夜色渐深,朔州顶级酒店的大堂灯火辉煌,光洁如镜的大理石地面倒映着水晶吊灯璀璨的光芒,空气中流淌着舒缓的爵士乐与淡淡的香氛。
这里与外面喧闹的南京路仿佛是两个世界,奢华而静谧。
分析员领着三位风姿各异的美人走到前台,姿态从容,他就像这间酒店的真正主人。
里芙和姬晨星一左一右地站在他身后半步的距离,如同最得力的随从,但她们的眼神里却充满了对自己男人的宠溺与欣赏。
而陶,则被分析员不动声色地安排在了最靠近他的位置。
这种安排在外人看来,似乎是男主角在刻意讨好身旁这位气质卓绝的熟女。
但事实却远比这微妙——分析员虽然将“男宠”的角色扮演得惟妙惟肖,但在每一个细微的动作和眼神中,都流露不出半分真正的卑微。
他为陶拉开椅子,为她递上热茶,在他跑前跑后地伺候她逛街购物时,他身上那种发自骨子里的男性荷尔蒙与掌控力却从未有过片刻的消减。
这奇怪的反差感很微妙,其根源就在陶那不经意间流露出的反应上——当与分析员谈笑风生时,她可以是那个挥斥方遒、游刃有余的成熟御姐。
可每当两人有肢体接触,或是目光在不经意间交汇,陶总是会下意识地移开视线,那双平日里锐利冷静的眼眸里,会闪过一丝她自己都未曾察觉的、属于少女的娇羞与慌乱。
她不敢与这个眼神过分热情的男人对视,仿佛他那双眼睛能看穿她所有的伪装,直面她那颗被压抑了太久、早已小鹿乱撞的内心。
如果一个富婆真的只是把男人当作泄欲的工具,是绝不会在他面前露出这般神情的。
分析员靠在前台上,用流利的中文与柜台后那位笑容甜美的女服务员交涉,并出示自己的证件。

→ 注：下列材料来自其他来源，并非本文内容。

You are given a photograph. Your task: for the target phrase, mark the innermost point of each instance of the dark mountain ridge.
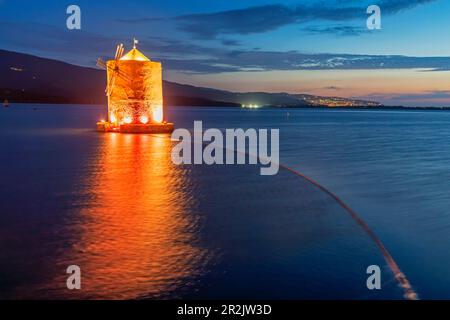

“欢迎您,埃隆先生——请问除了客房住宿服务外,您还有什么其他需要吗?”
“在冰箱里备上红酒,水果,蜂蜜,尤其是香蕉必须要最新鲜的……”
就在服务员点头准备操作时,他忽然伸出手指,指了指服务员身后货架上的一个品牌。
“对了,把你身后那个牌子的避孕套,给我拿三盒,要最大号的。”
这声音不大,却清晰地传到了在场的每一个人耳朵里。
女服务员的笑容瞬间僵在了脸上,随即涌上一层娇羞的红晕,她下意识地看了一眼分析员身后那三位各有千秋、但无一不是人间绝色的女人连忙点头应是,飞快地取了三盒递过来。
“先生,我帮您用一个不透明的袋子装起来吧?”
服务员体贴地提议。
“不用装袋了,马上就要用了。”
分析员头也不回地接过那三盒印着火辣图案的避孕套,然后转身,在所有人错愕的目光中随手将它们全部塞进了陶那刚买的名牌手提包里,嘴里还理所当然地说道:
“陶姐,你先帮我拿着。”
这一下,气氛变得极其微妙。
有趣的是,他明明带了三个女人,也买了足足三盒避孕套,可现场唯一一个真正感到害羞和尴尬的,竟然是年纪最长、最为成熟的陶。
她最年长,最该洞悉世事,可此刻当那三个精巧的、充满了暗示性的盒子躺进自己的手包时,陶只觉得那东西滚烫得像块烙铁。
她的脸颊瞬间红得像要滴出血,心跳如鼓,视线慌乱地在天花板上、地板上游移,就是不敢看向任何人。
她用只有几个人能听到的声音,带着一丝恼羞成怒的抱怨低吼道:
“一盒12个,你买这么多干嘛?想找死吗?”
分析员却像个情场老手一样游刃有余,他一边在入住登记单上龙飞凤舞地签下自己的名字,顺便留下一个联系方式,一边头也不回地解释道:
“有备无患嘛——这东西保质期很长,用不完就带走呗?反倒是没买够突然用完了怎么办?难道让你半夜一个人披着大衣下楼来买啊?”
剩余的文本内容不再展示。